The cotangent function, denoted by \(\cot(x)\), is the reciprocal of the tangent function. This means \(\cot(x) = \frac{1}{\tan(x)}\). Its basic shape features a set of distinctive spikes. These occur where the function is undefined. Through every full period, \(\cot(x)\) starts at positive infinity, crosses zero, and approaches negative infinity.

• For \(\cot(x)\), the function's period is \(\pi\), meaning it repeats its pattern every \(\pi\) units along the x-axis.
• At integer multiples of \(\pi\), \(x = n\pi\), the cotangent function \((n \in \mathbb{Z})\) approaches positive or negative infinity.
• For values of \(x\) that are half-way through the period, \(\cot(x)\) crosses zero: \(x = \frac{\pi}{2} + n\pi\).

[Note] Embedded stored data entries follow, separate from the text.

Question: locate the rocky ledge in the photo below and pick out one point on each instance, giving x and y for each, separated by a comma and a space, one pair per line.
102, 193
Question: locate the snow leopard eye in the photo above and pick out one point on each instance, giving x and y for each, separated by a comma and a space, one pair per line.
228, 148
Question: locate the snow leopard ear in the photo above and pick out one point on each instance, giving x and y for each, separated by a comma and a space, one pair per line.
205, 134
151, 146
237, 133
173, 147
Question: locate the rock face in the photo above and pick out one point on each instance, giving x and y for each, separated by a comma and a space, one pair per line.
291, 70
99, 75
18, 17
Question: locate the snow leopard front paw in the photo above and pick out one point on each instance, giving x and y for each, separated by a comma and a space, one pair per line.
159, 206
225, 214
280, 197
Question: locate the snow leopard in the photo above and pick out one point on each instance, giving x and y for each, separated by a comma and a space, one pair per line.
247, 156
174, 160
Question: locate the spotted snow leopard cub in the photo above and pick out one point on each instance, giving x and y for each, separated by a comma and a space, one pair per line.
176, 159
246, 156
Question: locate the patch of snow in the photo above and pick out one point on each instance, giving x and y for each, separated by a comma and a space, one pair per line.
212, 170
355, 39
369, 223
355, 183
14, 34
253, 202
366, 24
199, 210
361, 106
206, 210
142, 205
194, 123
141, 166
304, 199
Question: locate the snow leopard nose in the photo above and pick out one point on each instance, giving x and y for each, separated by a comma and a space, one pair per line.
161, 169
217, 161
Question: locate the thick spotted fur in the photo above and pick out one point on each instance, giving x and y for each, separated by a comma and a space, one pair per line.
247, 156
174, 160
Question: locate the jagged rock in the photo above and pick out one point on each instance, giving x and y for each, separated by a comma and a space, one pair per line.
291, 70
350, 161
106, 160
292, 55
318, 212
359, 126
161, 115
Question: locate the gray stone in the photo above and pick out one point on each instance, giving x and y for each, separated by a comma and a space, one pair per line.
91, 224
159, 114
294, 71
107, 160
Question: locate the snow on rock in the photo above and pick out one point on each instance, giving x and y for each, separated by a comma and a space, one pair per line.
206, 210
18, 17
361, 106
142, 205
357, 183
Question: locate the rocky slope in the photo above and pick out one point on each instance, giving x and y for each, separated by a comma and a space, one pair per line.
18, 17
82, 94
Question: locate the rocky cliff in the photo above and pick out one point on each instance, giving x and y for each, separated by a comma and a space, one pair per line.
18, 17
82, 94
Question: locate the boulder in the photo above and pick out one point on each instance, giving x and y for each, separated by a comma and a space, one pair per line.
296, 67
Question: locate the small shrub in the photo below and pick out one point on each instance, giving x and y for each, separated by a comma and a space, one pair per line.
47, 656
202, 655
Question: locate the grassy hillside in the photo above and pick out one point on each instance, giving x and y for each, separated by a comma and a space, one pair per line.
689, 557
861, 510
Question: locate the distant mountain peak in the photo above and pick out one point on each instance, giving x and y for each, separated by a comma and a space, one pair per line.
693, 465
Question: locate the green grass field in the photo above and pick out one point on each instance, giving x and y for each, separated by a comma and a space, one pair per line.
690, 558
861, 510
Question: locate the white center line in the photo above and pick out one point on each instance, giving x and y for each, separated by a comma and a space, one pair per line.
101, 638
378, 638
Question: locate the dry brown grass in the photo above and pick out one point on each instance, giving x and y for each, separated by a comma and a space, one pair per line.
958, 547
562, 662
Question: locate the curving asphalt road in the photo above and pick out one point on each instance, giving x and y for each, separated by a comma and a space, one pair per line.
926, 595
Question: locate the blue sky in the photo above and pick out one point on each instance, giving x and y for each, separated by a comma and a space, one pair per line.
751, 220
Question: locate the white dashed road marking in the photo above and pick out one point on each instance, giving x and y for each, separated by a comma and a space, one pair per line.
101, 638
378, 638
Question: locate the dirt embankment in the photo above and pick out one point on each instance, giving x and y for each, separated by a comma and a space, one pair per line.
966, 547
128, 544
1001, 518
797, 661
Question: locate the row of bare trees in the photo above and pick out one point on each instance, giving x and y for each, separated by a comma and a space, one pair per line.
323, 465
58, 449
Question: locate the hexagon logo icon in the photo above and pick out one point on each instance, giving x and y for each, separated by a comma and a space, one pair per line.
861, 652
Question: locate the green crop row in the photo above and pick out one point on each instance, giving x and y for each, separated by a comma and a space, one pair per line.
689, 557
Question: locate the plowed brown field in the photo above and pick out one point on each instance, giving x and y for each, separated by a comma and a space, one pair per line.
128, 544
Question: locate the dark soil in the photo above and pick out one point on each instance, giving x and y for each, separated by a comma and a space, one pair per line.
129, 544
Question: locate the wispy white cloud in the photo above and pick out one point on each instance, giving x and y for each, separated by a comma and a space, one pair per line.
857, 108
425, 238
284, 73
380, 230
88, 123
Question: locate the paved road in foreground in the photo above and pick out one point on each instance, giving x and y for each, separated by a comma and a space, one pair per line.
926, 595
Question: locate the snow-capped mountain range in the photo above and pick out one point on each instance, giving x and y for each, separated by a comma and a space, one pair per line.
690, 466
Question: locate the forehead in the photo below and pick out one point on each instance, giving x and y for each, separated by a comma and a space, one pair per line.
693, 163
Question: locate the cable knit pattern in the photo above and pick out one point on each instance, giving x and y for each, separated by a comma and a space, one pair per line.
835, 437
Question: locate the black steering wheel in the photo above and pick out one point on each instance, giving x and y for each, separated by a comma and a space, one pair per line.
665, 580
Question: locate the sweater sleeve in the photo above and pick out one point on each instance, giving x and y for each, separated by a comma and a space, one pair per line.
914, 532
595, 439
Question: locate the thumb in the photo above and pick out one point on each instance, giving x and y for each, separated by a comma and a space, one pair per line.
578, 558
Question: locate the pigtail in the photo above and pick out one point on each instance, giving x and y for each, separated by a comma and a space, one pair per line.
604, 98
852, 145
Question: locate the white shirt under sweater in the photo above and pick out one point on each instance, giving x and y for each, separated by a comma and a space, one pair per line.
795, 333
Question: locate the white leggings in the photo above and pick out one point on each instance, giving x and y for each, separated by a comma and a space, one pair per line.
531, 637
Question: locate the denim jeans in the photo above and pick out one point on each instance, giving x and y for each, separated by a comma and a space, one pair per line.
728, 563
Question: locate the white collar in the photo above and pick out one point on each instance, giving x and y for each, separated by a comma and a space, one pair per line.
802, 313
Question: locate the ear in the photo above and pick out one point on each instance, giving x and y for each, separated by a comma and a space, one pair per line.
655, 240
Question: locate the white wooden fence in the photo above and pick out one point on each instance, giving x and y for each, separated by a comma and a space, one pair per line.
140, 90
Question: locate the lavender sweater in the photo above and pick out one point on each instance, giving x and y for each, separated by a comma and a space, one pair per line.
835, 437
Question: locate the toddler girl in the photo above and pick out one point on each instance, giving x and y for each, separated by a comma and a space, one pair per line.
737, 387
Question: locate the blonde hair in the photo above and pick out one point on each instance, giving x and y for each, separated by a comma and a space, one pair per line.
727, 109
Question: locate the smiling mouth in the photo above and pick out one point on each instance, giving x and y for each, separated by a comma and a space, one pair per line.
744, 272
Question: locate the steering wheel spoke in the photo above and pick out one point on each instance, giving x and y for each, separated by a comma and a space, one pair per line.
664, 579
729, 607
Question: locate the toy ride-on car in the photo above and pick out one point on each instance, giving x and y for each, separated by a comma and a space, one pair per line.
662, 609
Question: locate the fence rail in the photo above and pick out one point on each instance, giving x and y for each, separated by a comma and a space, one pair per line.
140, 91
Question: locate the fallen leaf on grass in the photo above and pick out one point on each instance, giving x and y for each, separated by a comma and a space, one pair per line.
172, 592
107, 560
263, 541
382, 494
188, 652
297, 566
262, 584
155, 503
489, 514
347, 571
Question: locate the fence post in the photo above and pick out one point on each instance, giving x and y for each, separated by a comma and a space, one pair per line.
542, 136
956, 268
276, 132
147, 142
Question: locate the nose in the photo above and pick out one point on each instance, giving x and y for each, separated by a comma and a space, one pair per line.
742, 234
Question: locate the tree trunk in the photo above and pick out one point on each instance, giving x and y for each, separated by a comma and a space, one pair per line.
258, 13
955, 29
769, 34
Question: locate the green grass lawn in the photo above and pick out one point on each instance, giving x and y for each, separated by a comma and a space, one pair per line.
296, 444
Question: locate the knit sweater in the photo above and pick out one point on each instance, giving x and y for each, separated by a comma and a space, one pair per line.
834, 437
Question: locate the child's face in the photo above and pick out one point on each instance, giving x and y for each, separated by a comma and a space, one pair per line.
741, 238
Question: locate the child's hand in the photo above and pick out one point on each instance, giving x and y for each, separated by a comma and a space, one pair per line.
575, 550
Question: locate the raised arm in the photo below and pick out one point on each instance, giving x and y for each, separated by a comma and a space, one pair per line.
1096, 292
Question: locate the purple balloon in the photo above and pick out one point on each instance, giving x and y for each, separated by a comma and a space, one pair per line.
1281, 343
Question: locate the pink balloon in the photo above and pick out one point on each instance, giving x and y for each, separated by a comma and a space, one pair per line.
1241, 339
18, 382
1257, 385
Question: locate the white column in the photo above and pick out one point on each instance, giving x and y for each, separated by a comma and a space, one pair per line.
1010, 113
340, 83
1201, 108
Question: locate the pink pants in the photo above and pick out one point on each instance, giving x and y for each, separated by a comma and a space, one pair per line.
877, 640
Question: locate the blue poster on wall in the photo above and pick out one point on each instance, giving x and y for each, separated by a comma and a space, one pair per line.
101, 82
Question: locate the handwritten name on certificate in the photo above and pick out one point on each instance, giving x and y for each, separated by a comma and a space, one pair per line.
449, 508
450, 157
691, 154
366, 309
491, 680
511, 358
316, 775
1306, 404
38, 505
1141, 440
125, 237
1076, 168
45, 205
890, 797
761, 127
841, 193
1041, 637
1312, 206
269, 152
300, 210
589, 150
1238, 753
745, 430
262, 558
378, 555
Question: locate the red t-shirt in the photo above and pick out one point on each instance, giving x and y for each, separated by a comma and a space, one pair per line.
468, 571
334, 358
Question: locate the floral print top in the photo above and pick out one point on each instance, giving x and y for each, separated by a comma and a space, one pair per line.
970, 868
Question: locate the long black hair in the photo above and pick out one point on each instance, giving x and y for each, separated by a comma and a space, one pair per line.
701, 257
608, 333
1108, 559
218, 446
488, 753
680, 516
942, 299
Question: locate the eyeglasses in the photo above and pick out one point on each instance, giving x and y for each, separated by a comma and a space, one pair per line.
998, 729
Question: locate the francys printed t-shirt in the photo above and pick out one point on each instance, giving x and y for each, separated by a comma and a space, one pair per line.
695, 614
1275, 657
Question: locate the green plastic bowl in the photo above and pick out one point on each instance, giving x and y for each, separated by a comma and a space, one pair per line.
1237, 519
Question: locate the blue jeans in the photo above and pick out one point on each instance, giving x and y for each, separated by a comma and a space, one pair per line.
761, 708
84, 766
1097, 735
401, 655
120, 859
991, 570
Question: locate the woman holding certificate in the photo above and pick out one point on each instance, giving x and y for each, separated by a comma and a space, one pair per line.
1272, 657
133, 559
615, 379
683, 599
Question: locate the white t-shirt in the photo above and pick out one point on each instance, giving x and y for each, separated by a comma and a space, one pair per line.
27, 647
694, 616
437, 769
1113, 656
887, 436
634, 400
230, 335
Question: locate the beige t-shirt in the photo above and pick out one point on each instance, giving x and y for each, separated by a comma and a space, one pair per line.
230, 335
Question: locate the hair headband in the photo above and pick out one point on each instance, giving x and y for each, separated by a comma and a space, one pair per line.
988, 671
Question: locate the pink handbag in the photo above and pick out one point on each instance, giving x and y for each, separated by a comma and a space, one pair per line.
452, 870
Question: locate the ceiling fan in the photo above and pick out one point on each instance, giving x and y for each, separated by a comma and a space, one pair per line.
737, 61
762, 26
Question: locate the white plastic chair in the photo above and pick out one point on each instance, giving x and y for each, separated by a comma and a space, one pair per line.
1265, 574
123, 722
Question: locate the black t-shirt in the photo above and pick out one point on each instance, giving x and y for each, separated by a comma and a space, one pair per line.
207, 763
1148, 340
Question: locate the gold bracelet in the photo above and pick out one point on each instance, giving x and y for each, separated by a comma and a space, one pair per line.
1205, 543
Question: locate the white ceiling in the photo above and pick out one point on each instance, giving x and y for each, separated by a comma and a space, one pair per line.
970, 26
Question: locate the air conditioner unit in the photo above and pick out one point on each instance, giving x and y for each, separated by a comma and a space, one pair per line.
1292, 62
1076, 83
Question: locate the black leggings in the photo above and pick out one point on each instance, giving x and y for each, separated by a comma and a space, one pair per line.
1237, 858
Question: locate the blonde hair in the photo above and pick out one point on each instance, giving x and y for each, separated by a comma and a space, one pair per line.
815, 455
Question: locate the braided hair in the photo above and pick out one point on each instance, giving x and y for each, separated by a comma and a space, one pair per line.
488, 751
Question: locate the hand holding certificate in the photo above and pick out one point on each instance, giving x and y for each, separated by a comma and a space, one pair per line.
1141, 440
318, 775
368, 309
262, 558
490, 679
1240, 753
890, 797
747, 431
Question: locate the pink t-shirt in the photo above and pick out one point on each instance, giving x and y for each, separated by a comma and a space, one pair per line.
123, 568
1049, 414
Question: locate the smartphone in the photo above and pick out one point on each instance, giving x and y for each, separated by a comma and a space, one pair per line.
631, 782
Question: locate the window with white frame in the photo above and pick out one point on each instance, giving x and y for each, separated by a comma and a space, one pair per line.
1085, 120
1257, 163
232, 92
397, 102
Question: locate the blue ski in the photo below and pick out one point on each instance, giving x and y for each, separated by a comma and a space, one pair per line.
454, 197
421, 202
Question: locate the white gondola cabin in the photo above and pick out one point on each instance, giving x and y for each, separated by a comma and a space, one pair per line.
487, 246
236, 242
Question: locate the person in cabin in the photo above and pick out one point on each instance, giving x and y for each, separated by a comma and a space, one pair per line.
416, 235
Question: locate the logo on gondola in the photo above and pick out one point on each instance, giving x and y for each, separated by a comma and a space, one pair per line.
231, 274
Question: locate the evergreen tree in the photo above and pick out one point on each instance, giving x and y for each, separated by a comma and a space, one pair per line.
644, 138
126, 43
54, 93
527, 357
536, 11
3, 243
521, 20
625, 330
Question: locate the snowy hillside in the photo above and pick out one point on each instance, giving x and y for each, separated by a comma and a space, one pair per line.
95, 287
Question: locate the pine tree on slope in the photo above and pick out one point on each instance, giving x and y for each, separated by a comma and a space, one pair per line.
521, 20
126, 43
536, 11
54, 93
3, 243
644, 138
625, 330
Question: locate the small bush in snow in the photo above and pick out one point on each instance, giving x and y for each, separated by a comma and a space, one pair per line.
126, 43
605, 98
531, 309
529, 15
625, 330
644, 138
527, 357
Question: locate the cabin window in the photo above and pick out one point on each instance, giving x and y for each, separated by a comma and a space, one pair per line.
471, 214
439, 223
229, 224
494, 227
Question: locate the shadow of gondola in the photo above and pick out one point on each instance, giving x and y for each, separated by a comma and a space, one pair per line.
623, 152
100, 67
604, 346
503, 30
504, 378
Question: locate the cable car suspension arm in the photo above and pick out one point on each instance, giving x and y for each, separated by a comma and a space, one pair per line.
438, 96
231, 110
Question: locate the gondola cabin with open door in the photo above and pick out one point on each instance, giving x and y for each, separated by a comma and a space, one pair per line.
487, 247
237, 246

Understanding these key points allows one to plot the graph effectively by identifying where the zeroes and asymptotes lie.

Periodic functions repeat their values in regular intervals or periods. This feature makes them predictable over time. Trigonometric functions like sine, cosine, and cotangent are classic examples of periodic functions. For the cotangent function:

• The standard period is \(\pi\), indicating the amount of horizontal space needed for the pattern to repeat fully.
• The pattern includes rapid changes from positive to negative.
• This repetition allows for easier graphing when transformations, like horizontal compressions, are applied.

The concept of periodicity helps when modifying a function, since each transformation makes the intervals and repeating patterns manageable and consistent.

Horizontal transformations involve stretching or compressing a graph along the x-axis. They change the period of trigonometric functions. The general form of a trig function after a horizontal transformation can be expressed as \( f(kx) \), where \( k \) is the factor of transformation.

• If \( k > 1 \), there is a horizontal compression. The period decreases, making the function graph more condensed.
• If \( 0 < k < 1 \), there is a horizontal stretch, extending the period and spreading out the graph farther along the x-axis.

In the exercise \( g(x) = \cot(\frac{\pi}{2} x) \), the factor is \( \frac{\pi}{2} \). This compresses the graph of the cotangent function, changing its period from \( \pi \) to 4. As a result, the graph completes its cycle more quickly, every 4 units instead of every \( \pi \) units.